Translating is necessary to everyday life. I have multiple apps on my phone to help me get by (CamDictionary to translate characters; Waygo to translate menus more accurately; Pieco dictionary and Jibbigo, which I don’t use as much, plus Google translate on the computer). But translation is always difficult, and translating between languages that are as different as Chinese and English is particularly difficult, leading to what is popularly known as Chinglish (I wonder whether there is an equivalent Englese for botched English-Chinese translations).
Chinglish can be created by machines as well as people, as anyone who has used google translate to shop on taobao knows well
In addition to the vomiting price and the wire (yarn) presented here, all items on taobao are curiously translated as “babies” by google translate, making all transactions feel like illegal adoptions.
Most examples of Chinglish, however, although they may have been created by machine translation, are used only after vetting by humans. The label on this mosquito netting is not untypical, and I suspect is a literal translation that, as you can see, fails utterly. All I get from this is that it might be fancy since the word palace is there.
Some are in part curious concepts, like this sign on Pingjiang Lu
Aside from the interesting idea of instant utmost bearing capacity, which I think I’ve hit once or twice in the last week, these are astonishingly high numbers. I think this sign is saying that 40 million people could visit Pingjiang Road in one day, which is hard to imagine, even after experiencing Shanghai during October golden week.
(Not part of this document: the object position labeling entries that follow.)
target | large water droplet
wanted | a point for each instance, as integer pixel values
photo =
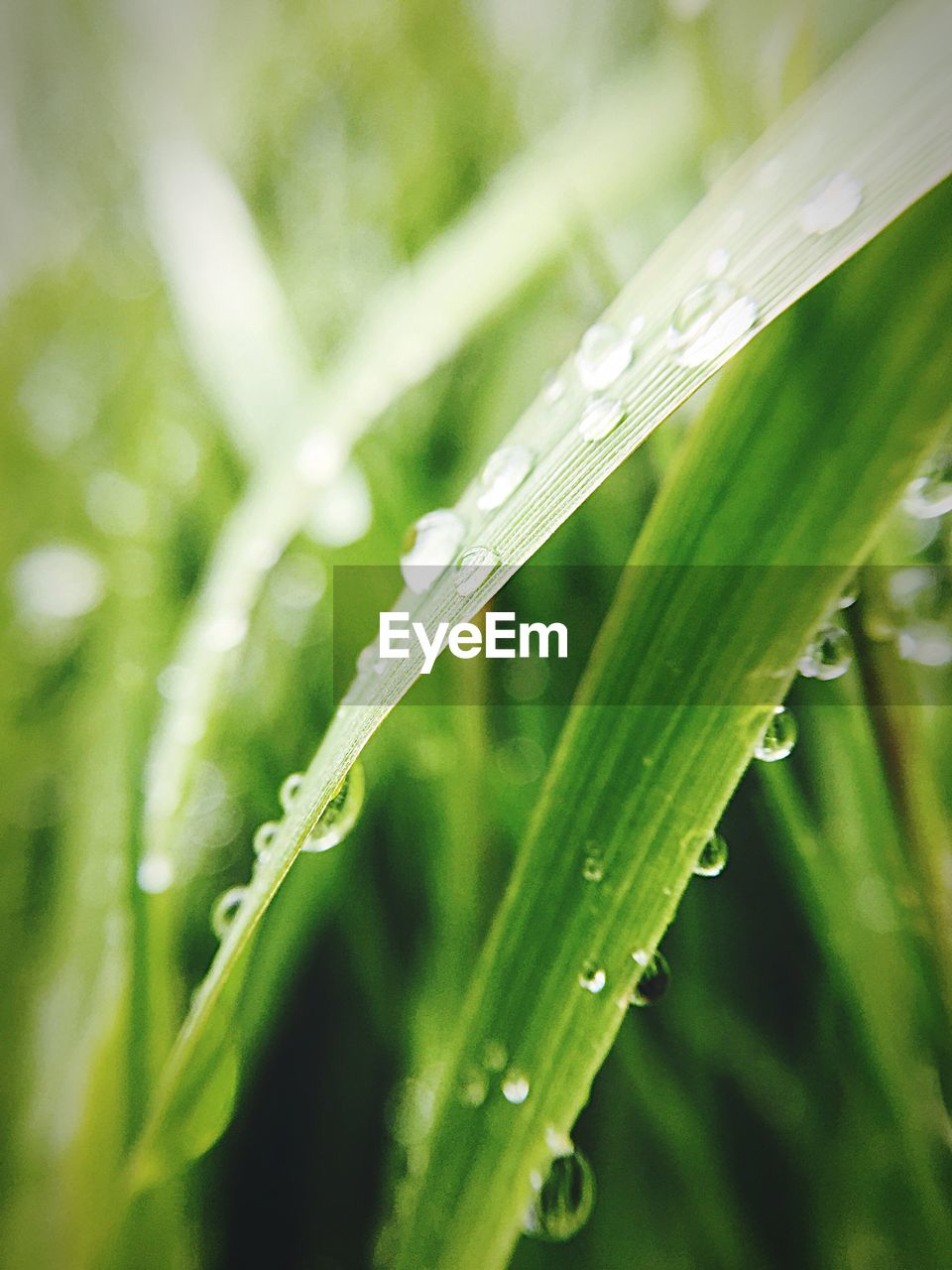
(340, 815)
(778, 738)
(930, 493)
(504, 472)
(603, 354)
(830, 204)
(474, 568)
(290, 790)
(592, 978)
(654, 979)
(599, 417)
(516, 1087)
(712, 858)
(708, 321)
(563, 1201)
(828, 656)
(429, 548)
(225, 908)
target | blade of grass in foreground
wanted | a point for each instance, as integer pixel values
(883, 117)
(797, 461)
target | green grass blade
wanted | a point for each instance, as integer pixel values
(881, 116)
(651, 783)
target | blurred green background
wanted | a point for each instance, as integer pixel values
(199, 203)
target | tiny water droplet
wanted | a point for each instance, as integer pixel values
(828, 656)
(778, 738)
(290, 790)
(563, 1201)
(712, 858)
(474, 568)
(340, 815)
(225, 908)
(599, 417)
(429, 548)
(264, 837)
(930, 493)
(708, 321)
(654, 979)
(830, 204)
(155, 874)
(593, 978)
(516, 1087)
(504, 472)
(593, 869)
(603, 354)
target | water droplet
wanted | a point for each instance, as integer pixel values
(925, 644)
(290, 790)
(264, 838)
(712, 858)
(58, 581)
(778, 737)
(504, 472)
(155, 874)
(654, 979)
(592, 978)
(593, 869)
(340, 815)
(474, 1087)
(563, 1201)
(474, 568)
(930, 493)
(830, 204)
(708, 320)
(494, 1056)
(599, 417)
(429, 548)
(516, 1087)
(603, 354)
(225, 908)
(828, 656)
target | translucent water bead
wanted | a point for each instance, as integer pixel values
(563, 1202)
(340, 815)
(429, 548)
(710, 318)
(778, 738)
(828, 656)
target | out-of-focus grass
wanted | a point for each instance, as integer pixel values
(779, 1107)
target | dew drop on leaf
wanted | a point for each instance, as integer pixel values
(474, 568)
(429, 548)
(830, 204)
(708, 321)
(563, 1202)
(654, 979)
(778, 738)
(225, 908)
(340, 815)
(603, 354)
(828, 656)
(504, 472)
(712, 858)
(599, 417)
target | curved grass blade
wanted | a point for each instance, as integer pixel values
(525, 221)
(883, 117)
(649, 783)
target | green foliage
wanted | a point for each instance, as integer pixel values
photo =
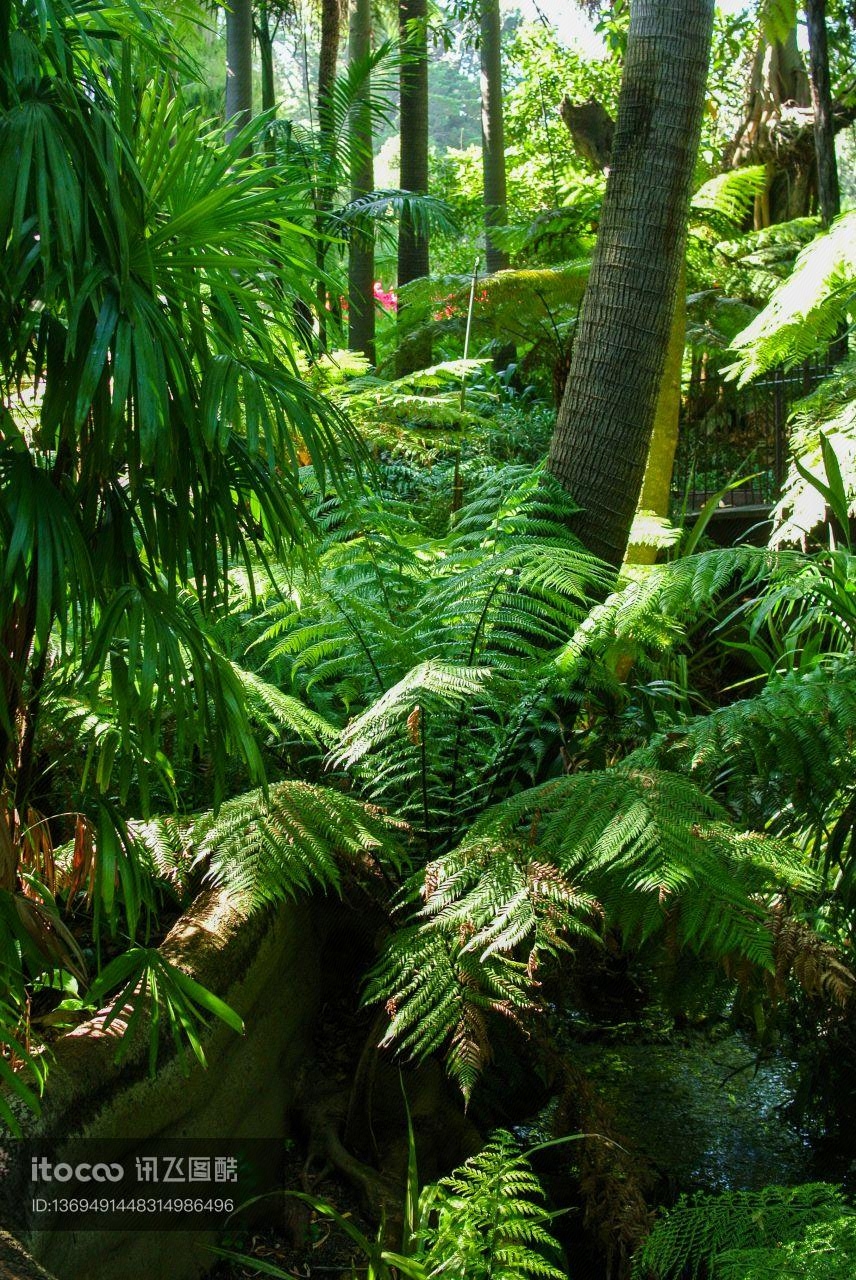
(485, 1221)
(828, 412)
(742, 1235)
(262, 848)
(154, 990)
(645, 850)
(827, 1251)
(808, 310)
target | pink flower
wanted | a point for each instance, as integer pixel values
(387, 300)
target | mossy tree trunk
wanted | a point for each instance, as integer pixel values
(824, 131)
(412, 240)
(328, 64)
(361, 256)
(657, 483)
(238, 65)
(493, 141)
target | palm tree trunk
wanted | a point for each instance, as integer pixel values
(657, 484)
(607, 415)
(328, 64)
(493, 142)
(361, 257)
(412, 243)
(824, 132)
(238, 65)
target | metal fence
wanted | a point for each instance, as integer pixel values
(729, 432)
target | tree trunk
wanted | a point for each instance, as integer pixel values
(361, 257)
(328, 64)
(776, 131)
(266, 59)
(657, 483)
(604, 425)
(824, 132)
(412, 243)
(493, 144)
(238, 65)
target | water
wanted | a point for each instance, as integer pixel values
(701, 1111)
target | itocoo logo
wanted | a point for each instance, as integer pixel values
(44, 1171)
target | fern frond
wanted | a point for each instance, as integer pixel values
(731, 196)
(809, 309)
(485, 1220)
(691, 1238)
(786, 746)
(265, 848)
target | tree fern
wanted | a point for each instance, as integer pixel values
(265, 846)
(486, 1221)
(827, 1251)
(645, 850)
(828, 411)
(787, 746)
(808, 310)
(703, 1232)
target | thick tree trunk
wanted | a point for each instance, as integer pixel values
(657, 483)
(412, 243)
(604, 426)
(824, 131)
(361, 257)
(328, 64)
(493, 142)
(238, 65)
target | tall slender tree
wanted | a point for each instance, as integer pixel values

Many seem to have to do with creating positive associations, although I am really not sure whether blond supermarkets have more fun
Sometimes the associations go entirely haywire, however.
Some of the most spectacular Chinglish are examples of malapropisms, of the sort you can find posted in any country. Someone who kind of knows English tries using a slightly fancy word but accidentally uses a different one, just like Mrs. Malaprop, a character in the 1775 play The Rivals. I do believe this one we found at a foreign food grocery last spring outdoes anything Mrs. Malaprop ever says, however.
Because of course, nothing makes you have to pee quite as much as a closed grocery store.